Topic Abstracts

3-25-2024


Below are a series of blurbs on subjects I’ve been noodling on recently. These represent future posts, at the very least, and potentially much larger projects. I’m sharing them here and plan to write about them (and others) more consistently.

Delta is History

A lot has been written about the Delta Lake and the other table formats, Iceberg and Hudi. Most of what’s been written has been exclusively technical or how-to in nature – some of which I have personally been responsible for. Each origin story of these new species of table formats trend towards technical descriptions of the problem they solve, for understandable reasons, and I think what’s missing is the larger narrative for not only why they exist, but also how the origins differ and what that reveals about broader market trends: past, present, and future. I’ve been working with the Delta Lake project for the better part of the last decade and think there’s a lot of room for that part of the story.

Spark is History

Similar to the Delta idea but a little more focused on reviewing the project from the perspective of git log —reverse, which is actually the way I learned the innards of the project. It’s amazing how much of today’s Spark was already present in its genesis, and taking a closer look at the original API surface is extremely useful for a deep understanding of how it works.

Replace E with 3

All the latest transformer based generative text models fail when you ask them to tell you a story while replacing specific characters, like replacing all instances of E and e with the number 3. There are several angles to this problem that begin with tokenization itself, before any model is even applied. There are also many approaches with potential to solve this problem. Whether exploring constrained generation or agents (loosely speaking) - there’s lots that can be written here. All of it useful for greater understanding.

Repeat 0000000001 forever

You can solve this easily with a loop, but can you solve it with a probabilistic model that you need to train? How? What kind of model and why? Perhaps more importantly, what kind of training data do you need for the desired output? What is the relationship between the training data, the model, and the output for this task? What happens if we model this problem with an extremely minimal GPT decoder block? I think it’s an extraordinary pedagogical problem worth solving from scratch.

LLM Anthropomorphization

The language used to talk about the latest generative models is completely broken. Everywhere you turn the model “knows”, “thinks”, “reasons” – it even has “attention”. Since these models “communicate” with us through language, it makes it particularly confusing to discuss their properties. This mishmash of anthropomorphic language appears to deceive even the most seasoned researchers in the field, forget the general public.
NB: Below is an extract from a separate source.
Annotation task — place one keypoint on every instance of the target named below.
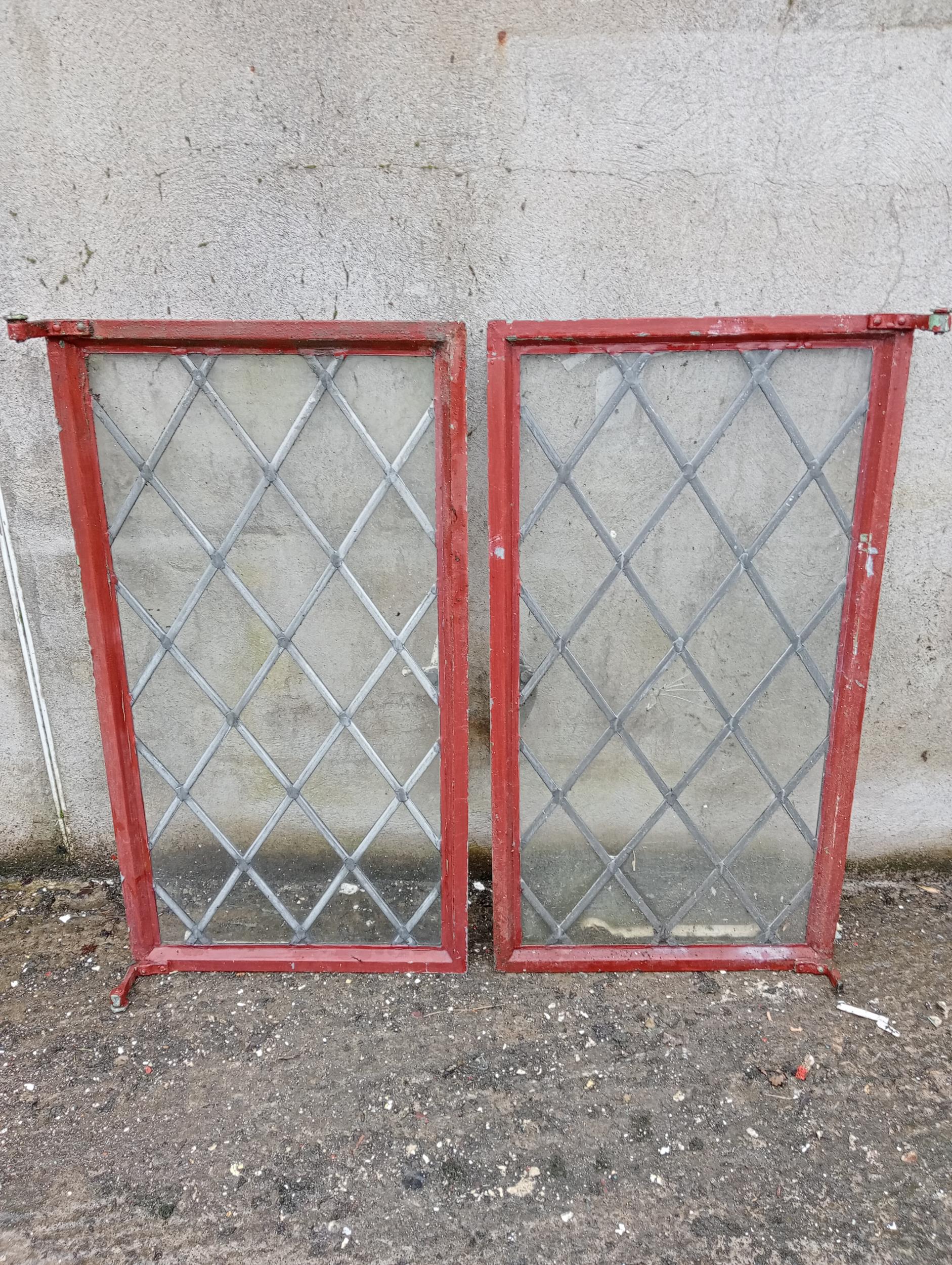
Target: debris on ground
(882, 1021)
(405, 1120)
Learning from deploying large multimodal generative model on Databricks

From governance to development UX, there’s no question that Databricks is the best platform to do this from scratch. I recorded a still unreleased video that speedruns through this process but there’s also plenty worth describing in more detail. A lot was learning fumbling around with this.

Hacking with CDF

Edit: Published this here

The Change Data Feed feature of Delta Lake is amazing. I worked closely with the customers that spearheaded this feature request when I was in the field at Databricks. Although the feature is now well established, there remain some interesting insights around hacking together your own solution. The very ineloquent hint I’ll leave here is “how to hijack the MERGE command from user land to get low overhead CDC”

Standalone Uniform

The new table formats appear to be converging. There are now new projects and features that attempt to make them transparently compatible. One of those features is Uniform in the Delta Lake project. One of the pitfalls of Uniform is that it's attached to the Spark implementation of Delta (at least today) and only applies when you actually perform an operation through those Spark APIs. There is no API to independently trigger synchronization as a standalone process. I have a working PoC that uses the guts of the code in the Spark implementation but runs standalone. Getting deeper into this would be good teaching material.

Right for the Wrong Reasons

The stock market is the easiest place to be right for the wrong reasons and wrong for the right reasons. Isn’t it frustrating when a conclusion you agree with is argued incorrectly? Or worse, reasoned to the opposite? A more abstract, bloggy topic.

Real-time 3D reconstructions from drone swarms

The progress in AR/VR and AI often mislead me into thinking we can already do things that we aren’t even close to solving. One of those is real time 3d constructions from multiple cheap cameras. I believe this is basically a compute bound problem, but I’ve been meaning to more formally dive into this topic. Imagine you could recreate 3D environments in real time? Why can’t we play CounterStrike on a real-time map?